Movie Review: Human Nature

By Casey McCabe
Movie Magazine International
In the recent contract squabble between the Writers Guild and the Hollywood studios, much was made of the possessory credit...that all important line next to the title that says "a film by Wes Craven" or "a film by Alan Smithee." Directors get the credit. Writers don't. Even successful writers remain largely anonymous until they direct their own films.

The new film "Human Nature" is being promoted as a Charlie Kaufman film. This breaks the rule, as Kaufman is the writer. It also makes perfect sense because Kaufman's screenwriting debut, "Being John Malkovich," broke enough rules to make him notorious, and the small but nearly starving audience for smartly cynical yet playfully absurdist films has been waiting to see how Kaufman could possibly follow his own high wire act.

The good news is that "Human Nature" proves Kaufman is no fluke, nor has success gone to his still very peculiar head. Again, precious few filmmakers would be so obvious as to pursue a subject like human nature by simply taking its human characters and seeing what they would be like if raised as apes. Specifically, Rhys Ifans plays Puff, a man raised by his deranged, simian-obssessed father.
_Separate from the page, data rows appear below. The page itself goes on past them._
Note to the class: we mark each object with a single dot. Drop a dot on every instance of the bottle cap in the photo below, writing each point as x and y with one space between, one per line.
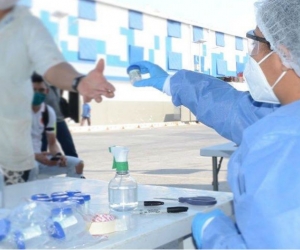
72 192
37 196
56 230
78 200
58 194
86 197
61 211
60 198
4 228
19 239
132 67
120 158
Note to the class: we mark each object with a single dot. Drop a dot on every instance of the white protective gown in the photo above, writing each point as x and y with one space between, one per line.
25 46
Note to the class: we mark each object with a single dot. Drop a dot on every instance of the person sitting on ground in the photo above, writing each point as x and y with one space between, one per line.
51 162
63 134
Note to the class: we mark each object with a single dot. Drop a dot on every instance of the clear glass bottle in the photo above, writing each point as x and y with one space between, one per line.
123 189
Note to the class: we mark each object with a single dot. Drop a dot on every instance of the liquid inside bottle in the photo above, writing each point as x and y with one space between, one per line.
123 193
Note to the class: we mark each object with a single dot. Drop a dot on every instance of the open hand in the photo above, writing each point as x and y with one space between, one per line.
95 85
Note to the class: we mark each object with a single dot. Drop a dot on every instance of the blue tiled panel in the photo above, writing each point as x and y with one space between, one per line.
240 67
196 63
175 61
221 67
202 63
151 55
129 35
87 9
168 42
220 39
239 43
73 26
214 58
27 3
70 56
204 49
135 54
197 33
87 49
156 43
51 26
174 29
101 47
115 61
135 20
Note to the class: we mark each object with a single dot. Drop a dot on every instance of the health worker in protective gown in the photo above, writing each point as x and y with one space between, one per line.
264 172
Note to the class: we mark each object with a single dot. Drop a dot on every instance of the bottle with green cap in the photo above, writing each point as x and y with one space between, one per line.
122 189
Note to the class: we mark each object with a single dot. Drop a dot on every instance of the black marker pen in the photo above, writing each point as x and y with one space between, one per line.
153 203
160 210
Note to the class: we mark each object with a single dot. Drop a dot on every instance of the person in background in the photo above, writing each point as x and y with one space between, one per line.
26 46
86 113
52 162
63 134
263 173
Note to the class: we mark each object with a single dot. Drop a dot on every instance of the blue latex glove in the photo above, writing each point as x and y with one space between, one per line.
157 75
200 222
Patricia Arquette plays Lila, who, having been dealt a hormonal condition that causes copious hair growth all over her body, has apeness thrust upon her and must choose between natural instinct and the social norm. The triangle is completed by Tim Robbins as Dr. Nathan Bronfman, an uptight behavorist who labors to teach table manners to laboratory mice until both Puff and Lila fall into his lap. And the triangle is squared by Miranda Otto as Dr. Bronfman's sexy lab assistant, the suspiciously French Gabrielle. The story is told through shifting perspectives, including Puff's testimony before a Congressional Committee and the deceased Dr. Bronfman's observations from a sterile waiting room in the afterlife. And the lesson gleaned from all this surreal prodding of human nature is that we're still slaves to our sexual urges.

The bad news is that "Human Nature" is a film made of moments. Some good moments. Some great moments. Some very large laughs. But the goodwill I was banking for this movie began to dissipate the longer it went without finding its groove. The surprise twist at the end presumes the film was building to an ironic crescendo, but if the notion that we're still slaves to our sexual urges doesn't strike you as particularly fresh or provocative, you won't leave the theater nodding thoughtfully. Or insist to every friend that they need to see this film. If this is indeed a Charlie Kaufman film, he can share the kudos and the blame with French director Michel Gondry, who directs with the urgency of a man on a tight schedule and tighter budget.

"Human Nature" doesn't sustain the giddy ride of "Being John Malkovich," and unfortunately that's enough to label it a disappointment. Yet I can't say I'd trade it for a film that aims for the mundane and hits the bullseye. Let's just say "Human Nature" is as wildly imperfect as its subject matter, and promise to keep an eye out for whatever Charlie Kaufman comes up with next.